“Put down the handgun and pick up the caulk gun …”
That was the revolutionary cry of Van Jones, the Obama administration’s former “green czar,” describing the president’s green-jobs initiative.
And certainly, when the president budgeted hundreds of millions of dollars for weatherizing homes via the American Recovery and Reinvestment Act, it seemed as though there might indeed be an army of weatherizers storming your hometown soon.
But stimulus funds for weatherization weren’t just spent on caulk, weather-stripping, attic insulation, and the necessary labor to install them — items known as the “low-hanging fruit” of weatherization. In Colorado, stimulus funds helped more than 4,100 households get new refrigerators, at no cost to the recipient. Stimulus funds also replaced upwards of 3,900 water heaters, again, with no cost to the recipient.

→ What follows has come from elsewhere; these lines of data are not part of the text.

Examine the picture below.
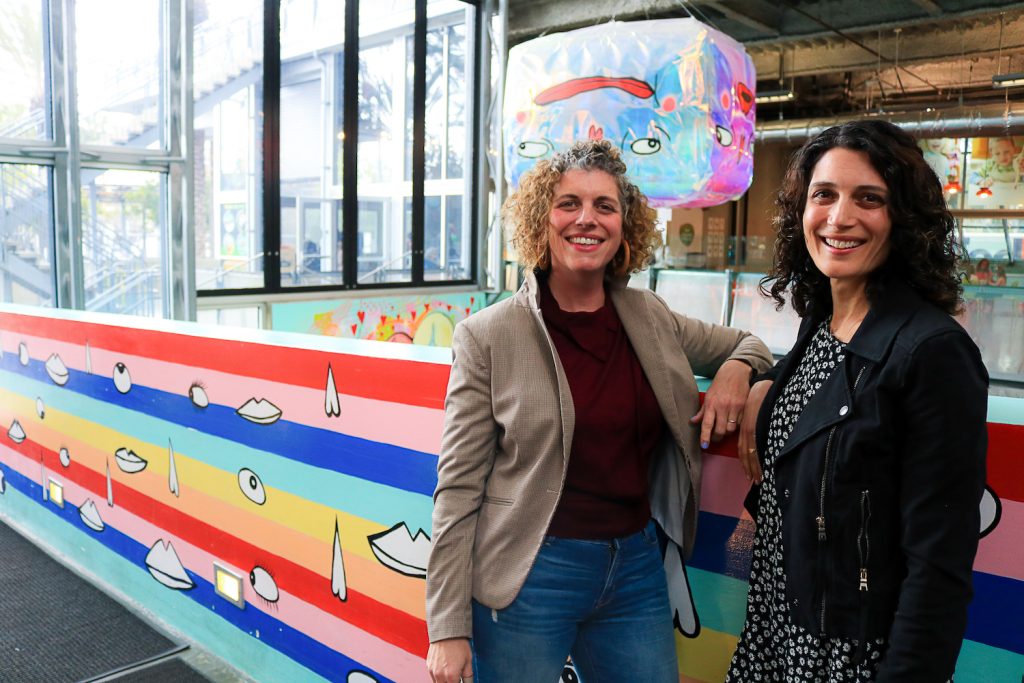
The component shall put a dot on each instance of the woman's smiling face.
(586, 221)
(846, 218)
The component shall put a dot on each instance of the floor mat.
(173, 671)
(57, 627)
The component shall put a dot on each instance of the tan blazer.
(508, 429)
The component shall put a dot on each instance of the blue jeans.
(603, 601)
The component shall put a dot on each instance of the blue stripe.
(383, 463)
(994, 613)
(273, 633)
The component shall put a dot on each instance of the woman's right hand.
(451, 660)
(748, 444)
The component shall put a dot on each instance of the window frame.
(270, 180)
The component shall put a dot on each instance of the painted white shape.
(110, 485)
(198, 395)
(16, 433)
(261, 412)
(338, 585)
(331, 403)
(122, 378)
(989, 511)
(128, 461)
(172, 471)
(90, 515)
(252, 485)
(165, 566)
(679, 592)
(397, 549)
(263, 584)
(56, 370)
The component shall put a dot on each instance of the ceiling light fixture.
(1008, 80)
(770, 96)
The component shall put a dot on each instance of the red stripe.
(1006, 460)
(578, 85)
(409, 382)
(383, 621)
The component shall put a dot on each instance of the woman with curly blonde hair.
(570, 429)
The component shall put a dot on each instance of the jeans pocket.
(649, 534)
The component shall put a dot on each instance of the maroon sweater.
(617, 424)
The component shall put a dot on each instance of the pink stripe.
(998, 553)
(407, 426)
(723, 485)
(378, 654)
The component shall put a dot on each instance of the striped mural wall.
(306, 466)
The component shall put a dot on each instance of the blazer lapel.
(528, 297)
(642, 333)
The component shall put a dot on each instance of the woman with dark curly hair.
(570, 425)
(869, 449)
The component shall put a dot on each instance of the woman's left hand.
(724, 400)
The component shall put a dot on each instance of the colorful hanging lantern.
(676, 95)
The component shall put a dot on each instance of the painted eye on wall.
(646, 145)
(723, 135)
(263, 584)
(534, 148)
(122, 380)
(251, 485)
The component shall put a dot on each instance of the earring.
(624, 267)
(545, 261)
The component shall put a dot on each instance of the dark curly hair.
(923, 253)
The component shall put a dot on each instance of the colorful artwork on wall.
(428, 319)
(676, 95)
(325, 510)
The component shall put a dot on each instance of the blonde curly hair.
(528, 208)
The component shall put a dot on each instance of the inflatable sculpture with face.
(674, 94)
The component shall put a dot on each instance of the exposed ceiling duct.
(990, 121)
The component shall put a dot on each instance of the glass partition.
(756, 313)
(994, 316)
(123, 236)
(120, 80)
(694, 293)
(26, 235)
(227, 103)
(24, 66)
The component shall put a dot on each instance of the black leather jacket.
(880, 484)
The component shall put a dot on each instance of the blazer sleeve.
(467, 454)
(944, 401)
(708, 345)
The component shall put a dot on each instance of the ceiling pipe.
(990, 121)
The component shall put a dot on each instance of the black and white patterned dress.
(771, 647)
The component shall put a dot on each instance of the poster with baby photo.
(995, 173)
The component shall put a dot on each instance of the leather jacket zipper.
(820, 519)
(863, 538)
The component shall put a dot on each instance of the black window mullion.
(270, 182)
(350, 126)
(419, 135)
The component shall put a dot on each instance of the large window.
(152, 151)
(94, 194)
(398, 109)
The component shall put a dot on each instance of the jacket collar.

Advocates say “weatherization” encompasses making a home more energy efficient by any means necessary. Critics say giving away free appliances is another expansion of the welfare state.
“People hear the term ‘weatherization’ and think of ways to make their home warmer or cooler,” said Denise Stepto with the Colorado Governor’s Energy Office. “This program defines weatherization as energy efficient, cost-saving measures in the energy retrofit of the home. Refrigerators are included in the energy audit part of reducing the electrical base load of a home because they are huge energy hogs. For every dollar invested in purchasing the appliance, the same is saved in money due to reduced energy usage.”
“This is nothing more than good old-fashioned vote buying,” said Jon Caldara, president of the free-market think tank The Independence Institute. (Full disclosure: He’s also my employer.) “I’ve got tons of Coors Light sitting in my garage, and the cold-activation strips haven’t turned blue yet, so where’s my government refrigerator? FDR wouldn’t have the cheek to put forward a scheme like this.”
Yet, the free refrigerators were not available to everyone; it’s likely Caldara did not meet income requirements. “The income qualification guidelines were determined by the (Department of Energy) and are set at 200 percent of the federal poverty level. Income verification is done in compliance with grant guidance using tax returns and/or pay stubs,” Stepto said.
The state’s weatherization program also offered thousands of rebates on new appliances, such as refrigerators, and clothes washers and dryers.
For comparison, Colorado Watchdog contacted other states to see how they spent weatherization funds that were specifically tied to the stimulus, and whether those funds were spent on appliances where the recipient put no money down or did not have to apply for a rebate.
(Comparing stimulus weatherization programs across states isn’t an apples-and-oranges problem, so much as Granny Smith and Red Delicious situation — still apples to apples, but because of slight differences in rules and/or time spent on the weatherization program from state to state, the comparison is not perfect, but very close.)
Delaware replaced 125 furnaces, but replaced no other item that could be considered an appliance.
Florida, despite a population roughly three and a half times Colorado’s, has replaced 5,800 refrigerators, just 1,700 more than the Centennial state. However, Florida also replaced nearly 15,000 heating and air-conditioning units, almost 5,000 window A/C units, and 6,700 water heaters.
Maine’s response was particularly instructive, noting that grant funding from ARRA “allows states to expand their regular Weatherization Assistance Program (WAP) for residential buildings to include materials, benefits, and renewable and domestic energy technologies not covered by traditional WAP. The primary purpose is to determine if these new technologies generate savings to investment rations that would lead DOE to add them to the regular WAP.”
As a result, Maine reports installing 196 clothes washers, 87 tankless on-demand hot-water systems, and 37 solar hot-water systems, and installed no other types or kinds of appliances.
Iowa aggressively replaced water heaters and furnaces (3,259 and 3,948, respectively), but replaced far fewer refrigerators than Colorado (just over 1700).
New Mexico does not have data from the first year of ARRA funding, but from 2010-12 has replaced 849 refrigerators, 532 heaters, and 291 water heaters.
Nevada replaced 156 water heaters, and 1197 refrigerators since 2009. According to these audit documents obtained by Colorado Watchdog, several apartments in Nevada received virtually no weatherizing work that would require any “elbow grease” at all, but received only the installation of new appliances like refrigerators and other new technologies such as CFL light bulbs and low-flow showerheads.
One state’s reply stood out: The Commonwealth of Kentucky told us they could not calculate the number of refrigerator replacements without going through over 10,000 documents in multiple locations. They estimated the cost of fulfilling an open records request for the information at $75,000 dollars.